The government affidavit was not admitted by the Delhi High Court on technical grounds, and is likely to be resubmitted. After a Nuziveedu applied for intellectual property protection under the PPVFR Act, it needed to show what it had created belonged to it — this was done by getting a no objection certificate (NOC) from Monsanto. This then gave Monsanto a hold over Nuziveedu or any seed company since, after developing one variety with
Mosanto’s gene, it would keep developing new ones — and an NOC would be required for each one of these. While several seed firms have been arguing against the need for an NOC, the government did not agree. In response to a letter from PPVFRA Authority — the body that administers PPVFR — the ministry of agriculture has forwarded the legal opinion of Tushar Mehta, India’s additional solicitor general.

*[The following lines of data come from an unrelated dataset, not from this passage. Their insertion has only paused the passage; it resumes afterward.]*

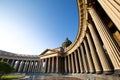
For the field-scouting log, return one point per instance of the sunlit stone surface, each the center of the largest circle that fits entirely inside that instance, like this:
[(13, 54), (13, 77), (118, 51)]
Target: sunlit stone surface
[(49, 78)]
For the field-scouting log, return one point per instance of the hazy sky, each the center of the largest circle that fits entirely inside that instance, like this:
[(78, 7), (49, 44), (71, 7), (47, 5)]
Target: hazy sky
[(31, 26)]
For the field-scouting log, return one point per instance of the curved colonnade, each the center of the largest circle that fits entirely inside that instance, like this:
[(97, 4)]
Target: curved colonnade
[(96, 48), (21, 63)]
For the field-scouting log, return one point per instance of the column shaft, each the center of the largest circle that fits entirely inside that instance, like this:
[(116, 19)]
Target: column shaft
[(76, 62), (53, 64), (110, 44), (73, 65), (97, 64), (80, 60), (112, 9), (66, 65), (89, 58), (84, 58)]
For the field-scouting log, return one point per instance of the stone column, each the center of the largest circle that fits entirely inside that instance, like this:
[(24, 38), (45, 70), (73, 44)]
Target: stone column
[(17, 65), (48, 70), (89, 58), (45, 67), (111, 7), (25, 66), (19, 69), (80, 61), (73, 65), (53, 65), (66, 65), (102, 56), (39, 66), (84, 58), (57, 70), (69, 64), (33, 66), (76, 62), (13, 62), (110, 44), (97, 64), (29, 66)]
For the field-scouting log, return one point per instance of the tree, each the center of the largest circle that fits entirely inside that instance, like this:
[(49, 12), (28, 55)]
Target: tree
[(5, 68)]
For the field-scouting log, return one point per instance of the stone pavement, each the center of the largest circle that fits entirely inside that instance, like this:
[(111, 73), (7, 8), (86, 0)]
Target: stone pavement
[(36, 77)]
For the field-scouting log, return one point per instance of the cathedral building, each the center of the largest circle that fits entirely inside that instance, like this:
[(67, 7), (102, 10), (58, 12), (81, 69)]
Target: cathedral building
[(95, 53)]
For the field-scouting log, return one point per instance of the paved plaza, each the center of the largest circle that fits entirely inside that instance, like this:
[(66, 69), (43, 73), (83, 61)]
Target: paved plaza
[(37, 77)]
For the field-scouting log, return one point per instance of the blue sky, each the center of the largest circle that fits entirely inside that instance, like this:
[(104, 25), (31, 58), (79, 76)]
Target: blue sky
[(31, 26)]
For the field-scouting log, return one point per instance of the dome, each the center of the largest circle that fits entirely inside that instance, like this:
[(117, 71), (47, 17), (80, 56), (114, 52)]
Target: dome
[(66, 43)]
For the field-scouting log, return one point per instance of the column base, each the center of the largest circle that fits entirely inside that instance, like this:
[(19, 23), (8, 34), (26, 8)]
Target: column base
[(108, 72)]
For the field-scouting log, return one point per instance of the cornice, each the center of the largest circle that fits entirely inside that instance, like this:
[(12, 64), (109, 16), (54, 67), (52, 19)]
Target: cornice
[(82, 10)]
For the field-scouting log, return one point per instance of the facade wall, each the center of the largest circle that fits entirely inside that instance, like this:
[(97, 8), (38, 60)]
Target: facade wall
[(96, 49)]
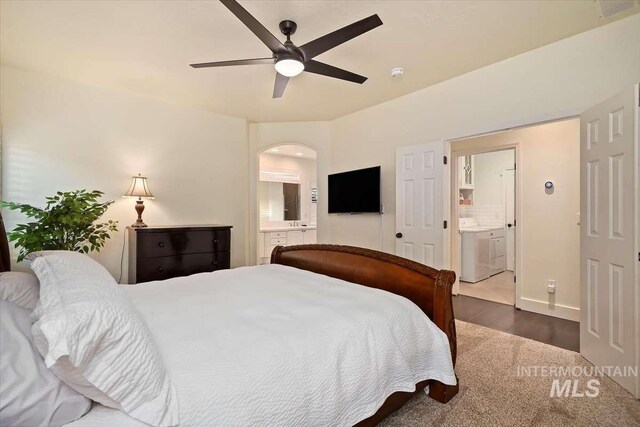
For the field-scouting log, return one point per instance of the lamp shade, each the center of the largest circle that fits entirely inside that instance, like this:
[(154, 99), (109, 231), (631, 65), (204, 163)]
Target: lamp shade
[(139, 187)]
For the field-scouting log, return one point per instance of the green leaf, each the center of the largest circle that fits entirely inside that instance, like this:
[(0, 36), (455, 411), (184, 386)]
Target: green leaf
[(68, 221)]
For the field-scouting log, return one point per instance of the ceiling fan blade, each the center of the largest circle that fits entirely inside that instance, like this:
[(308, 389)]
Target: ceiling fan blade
[(256, 61), (331, 40), (281, 84), (256, 27), (331, 71)]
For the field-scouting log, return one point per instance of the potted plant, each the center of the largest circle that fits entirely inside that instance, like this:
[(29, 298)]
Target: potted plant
[(68, 222)]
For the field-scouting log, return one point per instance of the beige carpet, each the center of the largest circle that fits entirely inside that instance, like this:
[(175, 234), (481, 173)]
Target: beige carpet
[(499, 288), (491, 394)]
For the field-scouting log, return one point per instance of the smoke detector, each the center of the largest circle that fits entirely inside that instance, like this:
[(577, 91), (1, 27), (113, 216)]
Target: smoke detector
[(397, 72), (613, 7)]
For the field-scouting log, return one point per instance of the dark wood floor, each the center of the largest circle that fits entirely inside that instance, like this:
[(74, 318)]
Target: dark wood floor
[(550, 330)]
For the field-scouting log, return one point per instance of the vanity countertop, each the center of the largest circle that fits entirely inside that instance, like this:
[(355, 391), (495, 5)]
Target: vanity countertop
[(296, 228)]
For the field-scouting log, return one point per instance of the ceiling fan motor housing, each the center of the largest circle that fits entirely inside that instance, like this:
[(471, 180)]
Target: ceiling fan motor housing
[(288, 27)]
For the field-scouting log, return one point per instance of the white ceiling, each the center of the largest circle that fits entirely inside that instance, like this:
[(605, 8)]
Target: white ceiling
[(146, 46), (291, 150)]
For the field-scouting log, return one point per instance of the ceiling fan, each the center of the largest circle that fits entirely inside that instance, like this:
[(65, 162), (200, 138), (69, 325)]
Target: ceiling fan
[(289, 59)]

While that opinion discusses various issues such as whether genes can be patented and whether this is covered by the Patent Act or PPVFR, it says the ministry of agriculture “has understood the misuse of NOC by Monsanto and removed the stipulation of obtaining ‘No Objection Certificate’ (NOC) from the trait developer from 2017 onwards”. It goes on to say that, “after removal of NOC… the ICAR and the MoA have started a new procedure … this way even the PPVFR Act will be implemented in true letter and spirit”.